7.  Edit /etc/mail/smtpd.conf so mail is delivered to lmtp instead of ~/Maildir like the following and then restart smtpd:

# cat /etc/mail/smtpd.conf
pki mail.example.com certificate "/etc/ssl/mail.example.com.crt"
pki mail.example.com key "/etc/ssl/private/mail.example.com.key"

listen on lo0
listen on lo0 port 10026 tag CLAM_IN # incoming mail
listen on lo0 port 10028 tag CLAM_OUT # outgoing mail
listen on lo0 port 10036 tag SPAM_IN # incoming mail
listen on lo0 port 10029 tag DKIM_OUT # outgoing mail
listen on egress tls pki mail.example.com auth-optional
listen on egress port submission tls-require pki mail.example.com auth

table aliases db:/etc/mail/aliases.db
table vusers file:/etc/mail/vusers
table vdomains file:/etc/mail/vdomains

accept for local alias <aliases> deliver to maildir

# tagged mail returned from dkimproxy_out relay out
accept tagged DKIM_OUT for any relay

# tagged mail returned from spampd deliver to lmtp
accept tagged SPAM_IN for domain <vdomains> virtual <vusers> deliver to lmtp "/var/dovecot/lmtp"

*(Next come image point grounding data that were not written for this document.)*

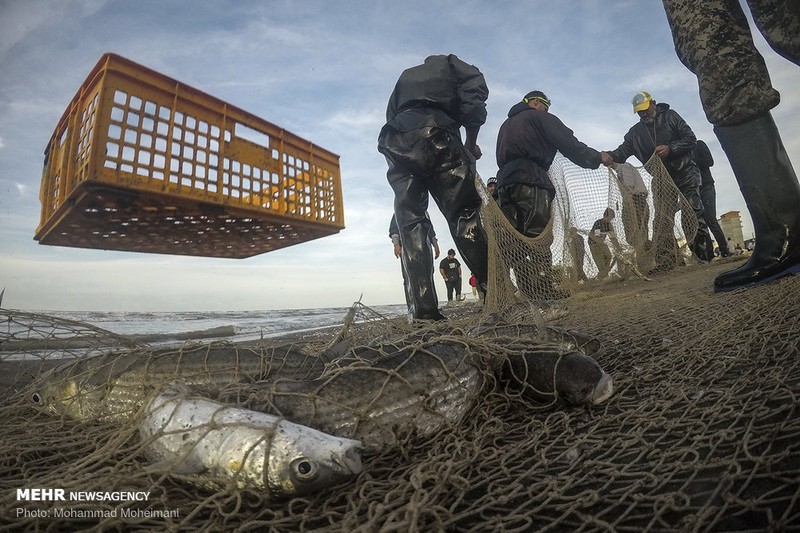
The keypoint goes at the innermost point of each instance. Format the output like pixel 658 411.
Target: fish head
pixel 303 460
pixel 581 381
pixel 603 390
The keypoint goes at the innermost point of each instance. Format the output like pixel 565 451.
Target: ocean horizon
pixel 165 326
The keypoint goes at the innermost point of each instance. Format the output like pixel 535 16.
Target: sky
pixel 322 69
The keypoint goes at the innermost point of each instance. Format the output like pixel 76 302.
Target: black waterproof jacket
pixel 527 143
pixel 443 92
pixel 669 128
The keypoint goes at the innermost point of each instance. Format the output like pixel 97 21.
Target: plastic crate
pixel 141 162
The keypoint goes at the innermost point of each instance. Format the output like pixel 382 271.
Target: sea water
pixel 245 325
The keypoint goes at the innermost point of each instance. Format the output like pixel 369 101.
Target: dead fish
pixel 546 374
pixel 224 447
pixel 114 386
pixel 568 339
pixel 377 398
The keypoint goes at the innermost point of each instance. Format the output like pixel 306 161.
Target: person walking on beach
pixel 421 142
pixel 708 194
pixel 394 235
pixel 450 269
pixel 601 254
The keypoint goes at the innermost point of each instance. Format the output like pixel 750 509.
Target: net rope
pixel 701 433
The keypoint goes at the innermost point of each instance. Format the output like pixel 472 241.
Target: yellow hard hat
pixel 641 101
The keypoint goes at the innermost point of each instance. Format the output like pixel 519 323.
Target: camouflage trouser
pixel 712 38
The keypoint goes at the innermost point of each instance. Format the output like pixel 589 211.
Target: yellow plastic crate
pixel 141 162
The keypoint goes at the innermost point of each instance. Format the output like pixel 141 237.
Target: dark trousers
pixel 709 196
pixel 527 208
pixel 433 161
pixel 453 285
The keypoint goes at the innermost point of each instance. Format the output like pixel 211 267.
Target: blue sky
pixel 323 70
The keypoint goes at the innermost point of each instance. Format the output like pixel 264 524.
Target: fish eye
pixel 305 469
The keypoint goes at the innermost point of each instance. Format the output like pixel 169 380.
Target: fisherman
pixel 422 145
pixel 394 235
pixel 663 131
pixel 708 194
pixel 526 146
pixel 450 269
pixel 712 38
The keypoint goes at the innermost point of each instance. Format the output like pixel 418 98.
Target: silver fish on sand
pixel 115 386
pixel 225 447
pixel 379 396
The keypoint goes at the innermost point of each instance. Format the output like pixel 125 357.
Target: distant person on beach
pixel 394 235
pixel 526 146
pixel 491 187
pixel 713 39
pixel 578 251
pixel 421 141
pixel 473 282
pixel 635 210
pixel 450 269
pixel 601 254
pixel 708 194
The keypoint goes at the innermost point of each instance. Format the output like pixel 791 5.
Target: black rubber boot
pixel 772 194
pixel 417 260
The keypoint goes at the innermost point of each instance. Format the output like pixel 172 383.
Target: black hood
pixel 518 108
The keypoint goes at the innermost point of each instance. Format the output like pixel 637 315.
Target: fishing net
pixel 701 433
pixel 651 225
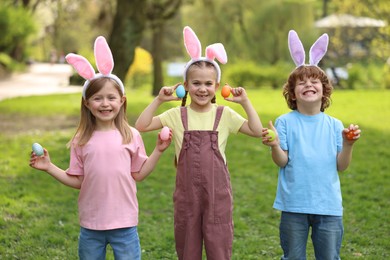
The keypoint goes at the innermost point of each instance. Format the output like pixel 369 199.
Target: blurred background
pixel 147 44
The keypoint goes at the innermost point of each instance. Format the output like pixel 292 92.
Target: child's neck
pixel 105 126
pixel 201 108
pixel 309 109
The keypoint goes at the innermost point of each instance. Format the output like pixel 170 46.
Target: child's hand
pixel 351 134
pixel 269 139
pixel 40 162
pixel 167 93
pixel 162 145
pixel 239 95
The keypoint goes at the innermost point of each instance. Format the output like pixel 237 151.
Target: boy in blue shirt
pixel 310 148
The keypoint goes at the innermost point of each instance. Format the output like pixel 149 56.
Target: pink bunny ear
pixel 216 50
pixel 81 65
pixel 103 56
pixel 296 48
pixel 318 49
pixel 192 43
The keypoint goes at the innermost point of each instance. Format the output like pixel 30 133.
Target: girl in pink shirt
pixel 107 157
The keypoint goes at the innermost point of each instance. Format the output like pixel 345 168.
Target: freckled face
pixel 201 85
pixel 308 90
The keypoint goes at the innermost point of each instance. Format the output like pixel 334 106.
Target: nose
pixel 105 102
pixel 307 83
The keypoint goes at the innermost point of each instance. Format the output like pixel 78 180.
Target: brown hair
pixel 199 65
pixel 87 124
pixel 301 73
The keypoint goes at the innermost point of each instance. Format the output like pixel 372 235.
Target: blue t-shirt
pixel 309 183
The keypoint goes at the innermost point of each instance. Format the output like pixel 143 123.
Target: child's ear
pixel 123 99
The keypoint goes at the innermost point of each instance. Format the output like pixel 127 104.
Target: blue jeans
pixel 326 235
pixel 124 242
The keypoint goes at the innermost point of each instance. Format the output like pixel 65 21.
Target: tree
pixel 158 13
pixel 126 34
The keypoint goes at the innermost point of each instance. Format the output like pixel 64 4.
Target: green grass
pixel 38 215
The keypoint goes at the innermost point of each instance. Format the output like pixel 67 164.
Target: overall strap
pixel 218 117
pixel 184 118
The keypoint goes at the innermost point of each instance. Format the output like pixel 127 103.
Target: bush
pixel 16 24
pixel 365 76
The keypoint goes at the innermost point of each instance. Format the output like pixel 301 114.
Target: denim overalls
pixel 203 201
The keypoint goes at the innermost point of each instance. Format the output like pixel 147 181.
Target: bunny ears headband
pixel 104 63
pixel 194 49
pixel 317 50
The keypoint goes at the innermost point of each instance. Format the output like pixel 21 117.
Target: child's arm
pixel 279 156
pixel 147 121
pixel 153 158
pixel 43 163
pixel 345 156
pixel 252 126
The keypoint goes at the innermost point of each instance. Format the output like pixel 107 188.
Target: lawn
pixel 38 215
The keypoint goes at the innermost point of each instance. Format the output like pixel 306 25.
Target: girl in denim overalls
pixel 203 200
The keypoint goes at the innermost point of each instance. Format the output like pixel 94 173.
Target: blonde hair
pixel 301 73
pixel 87 124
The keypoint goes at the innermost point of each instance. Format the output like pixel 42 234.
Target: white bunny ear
pixel 81 65
pixel 318 49
pixel 192 43
pixel 296 48
pixel 103 56
pixel 216 50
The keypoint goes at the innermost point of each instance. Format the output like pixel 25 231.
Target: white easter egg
pixel 180 91
pixel 37 149
pixel 164 134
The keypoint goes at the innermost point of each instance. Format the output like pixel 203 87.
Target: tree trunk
pixel 157 45
pixel 126 34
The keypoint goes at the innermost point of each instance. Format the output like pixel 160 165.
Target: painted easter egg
pixel 350 135
pixel 164 134
pixel 180 91
pixel 271 134
pixel 37 149
pixel 225 91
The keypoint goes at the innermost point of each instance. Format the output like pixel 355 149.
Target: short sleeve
pixel 137 151
pixel 280 126
pixel 76 164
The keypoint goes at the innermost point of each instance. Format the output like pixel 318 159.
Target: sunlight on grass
pixel 39 215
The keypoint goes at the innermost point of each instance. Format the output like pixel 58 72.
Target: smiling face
pixel 201 85
pixel 105 104
pixel 308 87
pixel 308 92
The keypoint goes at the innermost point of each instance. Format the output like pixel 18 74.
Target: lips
pixel 309 92
pixel 105 111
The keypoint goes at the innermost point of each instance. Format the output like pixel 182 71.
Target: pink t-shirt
pixel 107 198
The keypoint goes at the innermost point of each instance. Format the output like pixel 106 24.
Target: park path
pixel 39 79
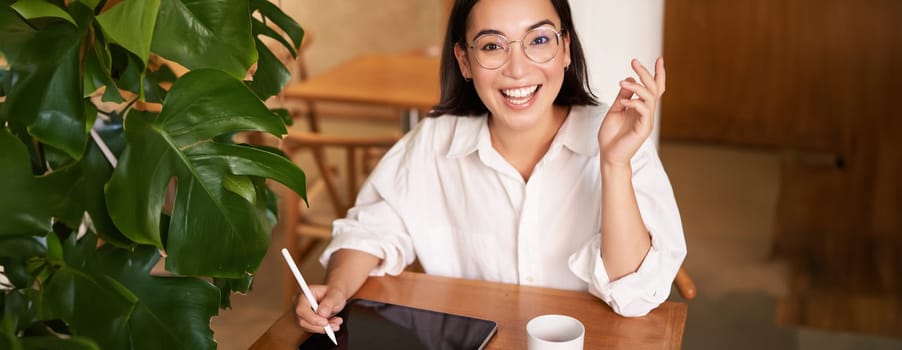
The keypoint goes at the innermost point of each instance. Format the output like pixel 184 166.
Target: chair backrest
pixel 333 183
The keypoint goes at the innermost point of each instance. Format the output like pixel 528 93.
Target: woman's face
pixel 521 92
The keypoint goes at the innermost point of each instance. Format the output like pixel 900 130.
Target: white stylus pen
pixel 306 290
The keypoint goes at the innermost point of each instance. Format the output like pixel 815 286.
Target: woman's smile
pixel 520 97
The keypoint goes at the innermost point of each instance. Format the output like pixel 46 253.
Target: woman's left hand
pixel 630 121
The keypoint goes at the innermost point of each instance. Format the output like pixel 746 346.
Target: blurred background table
pixel 408 81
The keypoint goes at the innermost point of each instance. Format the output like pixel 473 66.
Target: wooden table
pixel 408 81
pixel 511 306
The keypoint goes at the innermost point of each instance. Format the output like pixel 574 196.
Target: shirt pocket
pixel 454 252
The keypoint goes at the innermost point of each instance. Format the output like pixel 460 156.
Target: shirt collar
pixel 580 131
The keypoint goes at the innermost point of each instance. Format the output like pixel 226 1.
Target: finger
pixel 305 314
pixel 335 323
pixel 642 91
pixel 645 116
pixel 331 304
pixel 623 94
pixel 660 75
pixel 644 75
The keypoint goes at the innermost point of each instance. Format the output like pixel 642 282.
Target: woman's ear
pixel 566 39
pixel 462 61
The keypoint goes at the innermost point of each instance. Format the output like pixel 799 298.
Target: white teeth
pixel 520 93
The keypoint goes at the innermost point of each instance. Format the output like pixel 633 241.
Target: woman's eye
pixel 540 40
pixel 491 47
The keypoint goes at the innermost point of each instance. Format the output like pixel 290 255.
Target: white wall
pixel 613 32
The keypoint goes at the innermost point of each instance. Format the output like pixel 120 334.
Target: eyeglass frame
pixel 557 37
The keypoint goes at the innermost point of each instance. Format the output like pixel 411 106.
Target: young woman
pixel 520 177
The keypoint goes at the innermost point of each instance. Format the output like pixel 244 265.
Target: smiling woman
pixel 521 164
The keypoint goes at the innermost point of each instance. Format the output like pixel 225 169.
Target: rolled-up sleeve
pixel 373 226
pixel 639 292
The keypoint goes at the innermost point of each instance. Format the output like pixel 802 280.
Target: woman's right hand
pixel 331 301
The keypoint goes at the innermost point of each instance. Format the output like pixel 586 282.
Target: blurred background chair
pixel 341 164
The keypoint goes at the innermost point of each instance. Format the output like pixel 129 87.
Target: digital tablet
pixel 376 325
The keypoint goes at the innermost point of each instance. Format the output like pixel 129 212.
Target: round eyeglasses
pixel 493 50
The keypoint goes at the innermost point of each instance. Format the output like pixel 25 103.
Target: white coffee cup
pixel 555 332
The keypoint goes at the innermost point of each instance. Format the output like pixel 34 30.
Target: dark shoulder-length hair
pixel 459 97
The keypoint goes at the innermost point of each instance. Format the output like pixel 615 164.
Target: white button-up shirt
pixel 443 195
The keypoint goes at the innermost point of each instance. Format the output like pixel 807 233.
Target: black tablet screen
pixel 375 325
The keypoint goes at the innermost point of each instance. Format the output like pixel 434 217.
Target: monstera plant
pixel 128 214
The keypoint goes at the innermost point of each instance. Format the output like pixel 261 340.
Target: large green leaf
pixel 46 96
pixel 273 13
pixel 28 202
pixel 206 34
pixel 108 295
pixel 36 9
pixel 14 253
pixel 97 70
pixel 86 181
pixel 231 231
pixel 271 74
pixel 130 24
pixel 18 312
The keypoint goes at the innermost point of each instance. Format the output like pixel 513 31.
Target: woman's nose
pixel 517 63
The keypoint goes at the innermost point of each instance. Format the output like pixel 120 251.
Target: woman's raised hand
pixel 630 120
pixel 330 300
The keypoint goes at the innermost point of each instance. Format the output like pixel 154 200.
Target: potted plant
pixel 92 197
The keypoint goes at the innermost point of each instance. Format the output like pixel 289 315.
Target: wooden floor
pixel 844 260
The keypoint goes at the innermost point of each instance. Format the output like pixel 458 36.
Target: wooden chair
pixel 332 187
pixel 684 284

# tagged mail returned from clamsmtpd either send to spampd or dkimproxy_out
accept tagged CLAM_IN for any relay via smtp://127.0.0.1:10035 # send to spampd
accept tagged CLAM_OUT for any relay via smtp://127.0.0.1:10030 # send to dkimproxy_out

# start here - untagged mail is sent to clamsmtpd
accept from any for domain <vdomains> relay via smtp://127.0.0.1:10025 # incoming mail
accept from local for any relay via smtp://127.0.0.1:10027 # outgoing mail

8. So now here is what’s happening:

Incoming mail:

pf -> relay to spamd -> send to opensmtpd on lo0 -> relay untagged mail to clamsmtpd on port 10025 -> relay to clamd on port 3310 -> return to clamsmtpd -> return to opensmtpd on lo0 port 10026 and tag it CLAM_IN -> -relay tagged CLAM_IN mail to spampd on port 10035 -> run it through SpamAssassin -> return to opensmtpd on lo0 port 10036 and tag it SPAM_IN -> deliver to dovecot/lmtp

Outoing mail (unchanged from last time):

opensmtpd on lo0 -> relay untagged mail to clamsmtpd on port 10027 -> relay to clamd on port 3310 -> return to clamsmtpd -> return to opensmtpd on lo0 port 10028 and tag it CLAM_OUT -> relay to dkimproxy on port 10030 -> add DKIM headers -> return to opensmtpd on lo0 port 10029 and tag it DKIM_OUT -> relay out

9.  Set up a sieve script in ~/.dovecot.sieve and send an email to the server in a way that triggers one of the sieve rules.  There will be something like this in /var/log/maillog:

Feb 3 22:35:34 server dovecot: lmtp(32707): Connect from local
Feb 3 22:35:34 server dovecot: lmtp(32707, joe): zyueLYaT0VTDfwAAfpiiTw: sieve: msgid=<1423020926.3895159.222819613.25E9282E@somedomain.com>: stored mail into mailbox 'Test'
Feb 3 22:35:34 server smtpd[5331]: delivery: Ok for 68ade8684466ea8c: from=<me@somedomain.com>, to=<joe@example.com>, user=joe, method=lmtp, delay=2s, stat=Delivered

10. For future reference, here is the output of "doveconf -n":

# 2.2.10: /etc/dovecot/dovecot.conf
# OS: OpenBSD 5.6 i386
first_valid_uid = 1000
imap_client_workarounds = delay-newmail tb-extra-mailbox-sep tb-lsub-flags
managesieve_notify_capability = mailto
managesieve_sieve_capability = fileinto reject envelope encoded-character vacation subaddress comparator-i;ascii-numeric relational regex imap4flags copy include variables body enotify environment mailbox date ihave
mbox_write_locks = fcntl
mmap_disable = yes
namespace inbox {
 inbox = yes
 location =
 mailbox Drafts {
 special_use = \Drafts
 }
 mailbox Junk {
 special_use = \Junk
 }
 mailbox Sent {
 special_use = \Sent
 }
 mailbox "Sent Messages" {
 special_use = \Sent
 }
 mailbox Trash {
 special_use = \Trash
 }
 prefix =
}
passdb {
 driver = bsdauth
}
plugin {
 sieve = ~/.dovecot.sieve
 sieve_dir = ~/sieve
}
pop3_client_workarounds = outlook-no-nuls oe-ns-eoh
protocols = imap pop3 lmtp sieve
service managesieve-login {
 inet_listener sieve {
 port = 4190
 }
inet_listener sieve_deprecated {
 port = 2000
 }
}
ssl_cert = </etc/ssl/dovecotcert.pem
ssl_key = </etc/ssl/private/dovecot.pem
userdb {
 driver = passwd
}
protocol lmtp {
 mail_plugins = " sieve"
}

11.  There are other tweaks that can done with dovecot, such as disabling POP3, running SSL IMAP on a port other than 993, etc.